When this Windows event arrives where:
ad_jus = the admin user creating the user
JSMITH = the user being created
09/10/2015 12:09:45 PM LogName=Security SourceName=Microsoft Windows security auditing. EventCode=4720 EventType=0 Type=Information ComputerName=ADSVR1.production.prod TaskCategory=User Account Management OpCode=Info RecordNumber=2472352 Keywords=Audit Success Message=A user account was created. Subject: Security ID: PROD\ad_jus Account Name: ad_jus Account Domain: PRODUCTION Logon ID: 0x3ff7132B5B New Account: Security ID: PROD\JSMITH Account Name: JSMITH Account Domain: PRODUCTION Attributes: SAM Account Name: JSMITH Display Name: John Smith User Principal Name: JSMITH@production.prod Home Directory: \\production.prod\fsroot\UserData\JSMITH Home Drive: H: Script Path: - Profile Path: - User Workstations: - Password Last Set: <never> Account Expires: <never> Primary Group ID: 513 Allowed To Delegate To: - Old UAC Value: 0x0 New UAC Value: 0x11 User Account Control: Account Disabled 'Normal Account' - Enabled User Parameters: - SID History: - Logon Hours: <value not set> Additional Information: Privileges
In Enterprise Security the fields are extracted as follows:
user = JSMITH object = WinEventLog:Security object_category = user src_user = ad_jus
Seems to me, based on the CIM, it should be:
user = ad_jus object = JSMITH object_category = user src_user = ad_jus
Ideally I could try having custom local props and transforms in SplunkTAwindows to fix this issue, but seeing as Splunk ES is a paid product, I would have thought it should probably be fixed for all customers.

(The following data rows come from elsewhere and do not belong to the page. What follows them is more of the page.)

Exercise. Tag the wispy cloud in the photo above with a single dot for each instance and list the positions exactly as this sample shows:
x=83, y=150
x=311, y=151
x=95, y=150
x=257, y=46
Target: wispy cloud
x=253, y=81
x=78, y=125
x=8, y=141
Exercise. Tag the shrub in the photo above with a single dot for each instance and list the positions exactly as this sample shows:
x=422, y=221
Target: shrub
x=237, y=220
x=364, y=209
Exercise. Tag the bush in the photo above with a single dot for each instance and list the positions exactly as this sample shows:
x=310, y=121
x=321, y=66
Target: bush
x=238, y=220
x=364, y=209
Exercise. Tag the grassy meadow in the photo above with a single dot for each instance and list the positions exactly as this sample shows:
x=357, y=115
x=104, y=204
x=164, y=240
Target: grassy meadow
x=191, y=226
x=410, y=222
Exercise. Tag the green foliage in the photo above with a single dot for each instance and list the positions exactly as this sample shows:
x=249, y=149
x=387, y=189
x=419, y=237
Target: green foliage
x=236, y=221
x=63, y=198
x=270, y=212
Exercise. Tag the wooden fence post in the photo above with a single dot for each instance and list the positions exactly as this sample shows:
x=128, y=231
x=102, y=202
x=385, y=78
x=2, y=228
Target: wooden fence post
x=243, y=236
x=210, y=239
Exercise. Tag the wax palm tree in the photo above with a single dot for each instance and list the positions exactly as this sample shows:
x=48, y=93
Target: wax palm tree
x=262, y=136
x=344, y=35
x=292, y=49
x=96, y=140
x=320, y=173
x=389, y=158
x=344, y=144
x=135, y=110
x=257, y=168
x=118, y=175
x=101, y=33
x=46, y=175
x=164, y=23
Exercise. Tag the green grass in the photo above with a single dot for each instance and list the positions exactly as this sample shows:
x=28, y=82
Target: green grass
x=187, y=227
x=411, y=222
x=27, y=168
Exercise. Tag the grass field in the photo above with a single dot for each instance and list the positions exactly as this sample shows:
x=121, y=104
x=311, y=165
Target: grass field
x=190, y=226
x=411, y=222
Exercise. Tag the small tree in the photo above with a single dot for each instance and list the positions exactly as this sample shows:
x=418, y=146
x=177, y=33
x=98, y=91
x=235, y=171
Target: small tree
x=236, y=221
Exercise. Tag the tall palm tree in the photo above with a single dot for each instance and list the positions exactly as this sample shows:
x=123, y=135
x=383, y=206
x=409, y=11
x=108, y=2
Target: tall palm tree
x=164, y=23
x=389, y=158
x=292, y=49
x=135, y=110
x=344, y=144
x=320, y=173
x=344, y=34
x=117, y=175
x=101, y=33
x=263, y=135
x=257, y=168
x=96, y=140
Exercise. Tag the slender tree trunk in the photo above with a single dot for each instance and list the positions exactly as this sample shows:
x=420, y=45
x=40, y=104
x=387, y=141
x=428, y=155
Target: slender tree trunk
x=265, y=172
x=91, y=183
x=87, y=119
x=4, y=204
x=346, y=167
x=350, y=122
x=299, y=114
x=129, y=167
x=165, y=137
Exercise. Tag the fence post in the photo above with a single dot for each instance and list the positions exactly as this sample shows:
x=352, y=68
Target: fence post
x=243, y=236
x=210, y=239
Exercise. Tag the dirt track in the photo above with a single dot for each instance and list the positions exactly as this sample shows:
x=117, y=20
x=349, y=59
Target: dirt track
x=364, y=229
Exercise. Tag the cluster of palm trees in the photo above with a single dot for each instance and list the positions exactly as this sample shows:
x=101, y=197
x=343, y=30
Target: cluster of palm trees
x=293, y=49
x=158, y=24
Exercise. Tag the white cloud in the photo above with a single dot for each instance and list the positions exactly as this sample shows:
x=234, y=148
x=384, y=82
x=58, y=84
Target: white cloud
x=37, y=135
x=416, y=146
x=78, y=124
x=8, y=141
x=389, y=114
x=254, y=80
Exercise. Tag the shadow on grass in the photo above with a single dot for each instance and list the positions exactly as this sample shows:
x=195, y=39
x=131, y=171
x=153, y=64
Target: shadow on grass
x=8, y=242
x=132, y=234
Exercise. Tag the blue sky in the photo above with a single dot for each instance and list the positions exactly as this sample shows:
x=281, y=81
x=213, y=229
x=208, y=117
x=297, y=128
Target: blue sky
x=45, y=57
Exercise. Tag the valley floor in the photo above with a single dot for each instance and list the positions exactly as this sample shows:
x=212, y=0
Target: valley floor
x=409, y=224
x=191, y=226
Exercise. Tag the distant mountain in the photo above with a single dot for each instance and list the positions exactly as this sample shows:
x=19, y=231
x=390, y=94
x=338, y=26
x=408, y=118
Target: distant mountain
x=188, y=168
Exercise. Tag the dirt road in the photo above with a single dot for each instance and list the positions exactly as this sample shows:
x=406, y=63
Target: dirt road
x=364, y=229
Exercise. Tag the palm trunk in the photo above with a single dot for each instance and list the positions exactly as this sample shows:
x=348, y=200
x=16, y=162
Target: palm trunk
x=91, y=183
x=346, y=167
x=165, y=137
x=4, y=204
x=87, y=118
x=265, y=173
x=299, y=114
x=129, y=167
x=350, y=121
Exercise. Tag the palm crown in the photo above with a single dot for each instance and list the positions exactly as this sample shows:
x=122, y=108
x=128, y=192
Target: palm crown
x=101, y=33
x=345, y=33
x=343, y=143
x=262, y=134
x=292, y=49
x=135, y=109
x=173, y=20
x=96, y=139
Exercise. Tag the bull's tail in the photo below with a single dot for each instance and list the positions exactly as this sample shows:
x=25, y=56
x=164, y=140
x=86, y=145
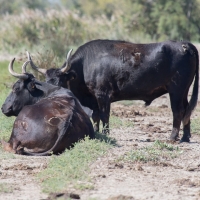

I am not sure if this affects other EventCodes related to Windows user management, but it likely does.
I am posting this here so support can have a reference to the issue.
If anyone knows of a good quick solution please let me know.
Also it appears that the field 'result' from the CIM should be aliased to Message.
'result' is absent in the field extractions.
Enterprise Security Deployments always need tuning and tweaking. This tuning is usually a major portion of a professional services engagement when they are deploying Enterprise Security app. Most of the technology add-ons that are put out by splunk are pretty good, but they all usually require some customization at deployment time. I would validate that the version of the TA that you are using is the most recent. Sometimes the version that is bundled with Enterprise Security isn't the latest and greatest and you will find an updated version out on splunkbase. Other times, you may have to add a local/props.conf with an alias or an extract statement etc.